Even as many wealth management firms and banks want staff back in the office, work-from-home models will endure, especially as the delta variant forces many businesses to reassess previously announced plans.
Because of that, compliance teams will have to remain hyper-focused on taming the risks associated with having hundreds, if not thousands, of employees continuing to lean heavily on these platforms to do their jobs.
Indeed, we are likely to see more reviews, greater enforcement and heightened consequences for firms with data retention policies and procedures that fail to keep pace with these shifting times.
The irony is that as many firms continue to rely on legacy systems to handle their burgeoning compliance responsibilities, the entities that regulate them are as technologically proficient as they have ever been.
Playing Catch-Up With Regulators
What many in the industry may not appreciate is how tech-savvy the regulators themselves have become.
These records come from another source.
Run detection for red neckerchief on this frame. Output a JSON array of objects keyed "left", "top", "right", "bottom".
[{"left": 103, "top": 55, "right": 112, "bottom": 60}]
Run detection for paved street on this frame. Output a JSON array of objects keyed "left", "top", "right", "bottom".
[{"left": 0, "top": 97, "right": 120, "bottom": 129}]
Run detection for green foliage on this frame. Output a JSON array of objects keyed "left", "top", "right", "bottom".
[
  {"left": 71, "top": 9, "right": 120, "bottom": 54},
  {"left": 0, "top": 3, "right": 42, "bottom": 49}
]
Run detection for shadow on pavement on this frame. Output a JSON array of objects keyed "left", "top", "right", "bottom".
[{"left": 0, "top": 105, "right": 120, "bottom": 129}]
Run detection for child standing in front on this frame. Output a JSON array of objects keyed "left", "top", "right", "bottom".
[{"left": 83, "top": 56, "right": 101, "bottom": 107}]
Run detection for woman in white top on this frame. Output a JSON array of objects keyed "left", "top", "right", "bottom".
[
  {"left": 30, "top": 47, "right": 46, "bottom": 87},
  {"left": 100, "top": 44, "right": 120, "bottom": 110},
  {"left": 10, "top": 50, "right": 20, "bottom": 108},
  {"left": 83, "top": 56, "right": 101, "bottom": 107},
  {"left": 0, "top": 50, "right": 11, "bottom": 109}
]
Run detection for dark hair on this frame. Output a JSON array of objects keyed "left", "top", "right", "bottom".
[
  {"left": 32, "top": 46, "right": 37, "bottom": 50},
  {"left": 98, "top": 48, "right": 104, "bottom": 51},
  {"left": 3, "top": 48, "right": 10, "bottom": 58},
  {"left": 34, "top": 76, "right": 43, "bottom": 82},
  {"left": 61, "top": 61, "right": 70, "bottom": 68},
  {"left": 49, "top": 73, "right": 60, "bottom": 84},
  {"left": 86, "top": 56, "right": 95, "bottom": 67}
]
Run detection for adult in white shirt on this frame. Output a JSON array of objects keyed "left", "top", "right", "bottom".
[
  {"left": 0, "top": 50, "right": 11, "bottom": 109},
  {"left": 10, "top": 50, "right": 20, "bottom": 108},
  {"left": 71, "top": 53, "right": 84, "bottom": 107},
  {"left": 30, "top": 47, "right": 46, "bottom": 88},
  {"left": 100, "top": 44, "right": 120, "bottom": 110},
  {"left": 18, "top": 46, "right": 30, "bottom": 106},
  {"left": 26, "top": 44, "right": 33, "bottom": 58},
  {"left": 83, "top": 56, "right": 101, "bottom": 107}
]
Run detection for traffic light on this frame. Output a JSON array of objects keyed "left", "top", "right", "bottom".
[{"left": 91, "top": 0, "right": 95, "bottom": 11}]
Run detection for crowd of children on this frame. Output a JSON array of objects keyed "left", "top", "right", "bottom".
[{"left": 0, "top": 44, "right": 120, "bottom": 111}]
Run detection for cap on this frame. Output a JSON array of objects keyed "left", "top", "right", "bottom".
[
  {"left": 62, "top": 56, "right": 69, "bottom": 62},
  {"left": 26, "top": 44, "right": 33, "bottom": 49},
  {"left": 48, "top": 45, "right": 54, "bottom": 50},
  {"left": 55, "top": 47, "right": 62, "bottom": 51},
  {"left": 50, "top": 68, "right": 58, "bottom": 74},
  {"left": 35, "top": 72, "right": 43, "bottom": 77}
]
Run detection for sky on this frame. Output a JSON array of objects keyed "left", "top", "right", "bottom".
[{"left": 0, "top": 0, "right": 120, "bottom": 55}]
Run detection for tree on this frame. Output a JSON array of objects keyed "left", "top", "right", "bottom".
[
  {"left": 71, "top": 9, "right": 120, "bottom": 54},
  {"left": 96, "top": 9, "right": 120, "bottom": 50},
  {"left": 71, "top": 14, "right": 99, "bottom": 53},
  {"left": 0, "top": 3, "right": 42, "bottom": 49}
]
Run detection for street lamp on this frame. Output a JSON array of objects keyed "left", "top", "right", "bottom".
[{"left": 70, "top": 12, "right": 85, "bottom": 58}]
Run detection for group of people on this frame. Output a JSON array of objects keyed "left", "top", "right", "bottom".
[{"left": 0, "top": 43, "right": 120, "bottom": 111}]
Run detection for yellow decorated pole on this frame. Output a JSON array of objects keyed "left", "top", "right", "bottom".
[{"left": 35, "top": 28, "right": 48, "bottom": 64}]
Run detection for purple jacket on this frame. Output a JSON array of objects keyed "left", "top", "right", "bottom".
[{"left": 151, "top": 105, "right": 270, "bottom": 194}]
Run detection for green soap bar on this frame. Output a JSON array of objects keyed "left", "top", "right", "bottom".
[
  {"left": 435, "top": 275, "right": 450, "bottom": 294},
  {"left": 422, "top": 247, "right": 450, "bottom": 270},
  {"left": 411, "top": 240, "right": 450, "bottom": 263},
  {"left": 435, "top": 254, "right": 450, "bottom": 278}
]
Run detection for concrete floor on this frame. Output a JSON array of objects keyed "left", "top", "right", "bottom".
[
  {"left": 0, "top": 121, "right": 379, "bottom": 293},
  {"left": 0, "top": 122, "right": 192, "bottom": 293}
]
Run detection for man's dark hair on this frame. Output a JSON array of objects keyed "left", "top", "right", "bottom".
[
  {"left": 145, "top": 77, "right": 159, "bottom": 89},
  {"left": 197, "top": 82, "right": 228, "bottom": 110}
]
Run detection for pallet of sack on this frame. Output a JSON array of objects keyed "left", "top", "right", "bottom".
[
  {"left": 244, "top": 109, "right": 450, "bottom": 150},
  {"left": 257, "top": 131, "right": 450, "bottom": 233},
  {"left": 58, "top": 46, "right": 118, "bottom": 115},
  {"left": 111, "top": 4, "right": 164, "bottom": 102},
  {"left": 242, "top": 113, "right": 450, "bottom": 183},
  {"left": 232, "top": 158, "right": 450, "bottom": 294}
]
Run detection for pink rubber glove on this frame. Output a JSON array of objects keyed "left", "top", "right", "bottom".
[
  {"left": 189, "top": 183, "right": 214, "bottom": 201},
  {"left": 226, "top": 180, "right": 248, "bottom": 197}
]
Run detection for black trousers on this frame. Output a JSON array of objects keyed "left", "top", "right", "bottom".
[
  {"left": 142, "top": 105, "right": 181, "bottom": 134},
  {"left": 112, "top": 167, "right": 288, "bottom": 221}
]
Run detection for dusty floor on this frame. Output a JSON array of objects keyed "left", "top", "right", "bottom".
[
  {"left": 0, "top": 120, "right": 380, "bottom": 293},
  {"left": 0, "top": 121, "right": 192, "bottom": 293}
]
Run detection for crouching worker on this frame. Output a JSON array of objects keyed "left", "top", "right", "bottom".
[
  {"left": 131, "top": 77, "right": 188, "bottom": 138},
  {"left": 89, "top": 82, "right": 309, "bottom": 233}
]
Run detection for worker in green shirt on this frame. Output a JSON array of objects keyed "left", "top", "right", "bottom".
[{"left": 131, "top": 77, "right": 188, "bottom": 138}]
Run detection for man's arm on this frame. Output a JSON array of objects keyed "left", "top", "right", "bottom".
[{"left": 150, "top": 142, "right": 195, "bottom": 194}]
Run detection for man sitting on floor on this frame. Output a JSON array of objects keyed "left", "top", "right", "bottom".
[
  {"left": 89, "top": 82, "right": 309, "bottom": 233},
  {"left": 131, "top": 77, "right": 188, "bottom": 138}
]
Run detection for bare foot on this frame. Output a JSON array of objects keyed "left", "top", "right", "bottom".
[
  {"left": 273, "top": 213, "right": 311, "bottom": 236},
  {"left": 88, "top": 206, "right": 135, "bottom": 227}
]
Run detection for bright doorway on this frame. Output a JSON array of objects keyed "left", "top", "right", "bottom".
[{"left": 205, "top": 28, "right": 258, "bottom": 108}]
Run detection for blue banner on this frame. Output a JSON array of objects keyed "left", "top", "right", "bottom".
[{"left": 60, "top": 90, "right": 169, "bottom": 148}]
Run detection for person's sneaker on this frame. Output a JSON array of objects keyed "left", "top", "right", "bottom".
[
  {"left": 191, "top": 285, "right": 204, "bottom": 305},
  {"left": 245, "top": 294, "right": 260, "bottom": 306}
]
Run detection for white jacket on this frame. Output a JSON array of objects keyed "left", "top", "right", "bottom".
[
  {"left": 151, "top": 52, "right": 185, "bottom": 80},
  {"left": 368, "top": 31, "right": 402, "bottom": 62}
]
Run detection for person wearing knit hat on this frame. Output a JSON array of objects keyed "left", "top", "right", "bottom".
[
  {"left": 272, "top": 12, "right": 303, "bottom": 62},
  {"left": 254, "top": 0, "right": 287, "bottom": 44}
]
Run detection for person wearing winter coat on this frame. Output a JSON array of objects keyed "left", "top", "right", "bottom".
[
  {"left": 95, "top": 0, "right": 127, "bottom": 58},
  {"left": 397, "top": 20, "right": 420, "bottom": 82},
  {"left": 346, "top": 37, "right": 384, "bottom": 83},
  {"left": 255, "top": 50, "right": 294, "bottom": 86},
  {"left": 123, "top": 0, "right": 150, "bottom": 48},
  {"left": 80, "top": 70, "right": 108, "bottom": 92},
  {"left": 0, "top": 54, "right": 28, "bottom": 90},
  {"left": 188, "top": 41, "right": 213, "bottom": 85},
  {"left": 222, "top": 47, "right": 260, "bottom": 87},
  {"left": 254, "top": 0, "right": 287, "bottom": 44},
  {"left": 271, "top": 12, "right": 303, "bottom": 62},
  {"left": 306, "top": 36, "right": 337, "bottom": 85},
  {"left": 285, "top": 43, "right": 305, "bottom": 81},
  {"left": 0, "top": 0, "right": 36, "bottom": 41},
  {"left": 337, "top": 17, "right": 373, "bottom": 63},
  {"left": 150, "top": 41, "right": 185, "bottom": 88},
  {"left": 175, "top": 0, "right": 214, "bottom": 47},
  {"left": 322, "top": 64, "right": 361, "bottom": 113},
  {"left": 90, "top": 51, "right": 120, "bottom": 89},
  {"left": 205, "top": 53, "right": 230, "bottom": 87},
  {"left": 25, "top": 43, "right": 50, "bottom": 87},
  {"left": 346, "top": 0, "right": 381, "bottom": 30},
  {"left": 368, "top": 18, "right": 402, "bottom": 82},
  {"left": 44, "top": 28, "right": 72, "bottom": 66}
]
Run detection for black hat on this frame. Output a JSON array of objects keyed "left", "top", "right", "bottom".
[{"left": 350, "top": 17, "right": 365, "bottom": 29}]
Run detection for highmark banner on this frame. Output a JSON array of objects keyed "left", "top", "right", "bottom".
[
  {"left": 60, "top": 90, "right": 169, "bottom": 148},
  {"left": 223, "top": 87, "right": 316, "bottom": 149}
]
Executives, in fact, are frequently shocked to discover the extent to which FINRA and the SEC leverage technologies that many of their own firms are not using to the same degree.
As a result, an innovation gap exists between countless firms clinging to an era when email was the only digital form of communication and regulatory agencies, which have adopted cutting-edge tech far more quickly.
For many in the industry, this disconnect is a recipe for data retention and oversight disaster. The fallout is millions in fines and myriad other legal and compliance penalties.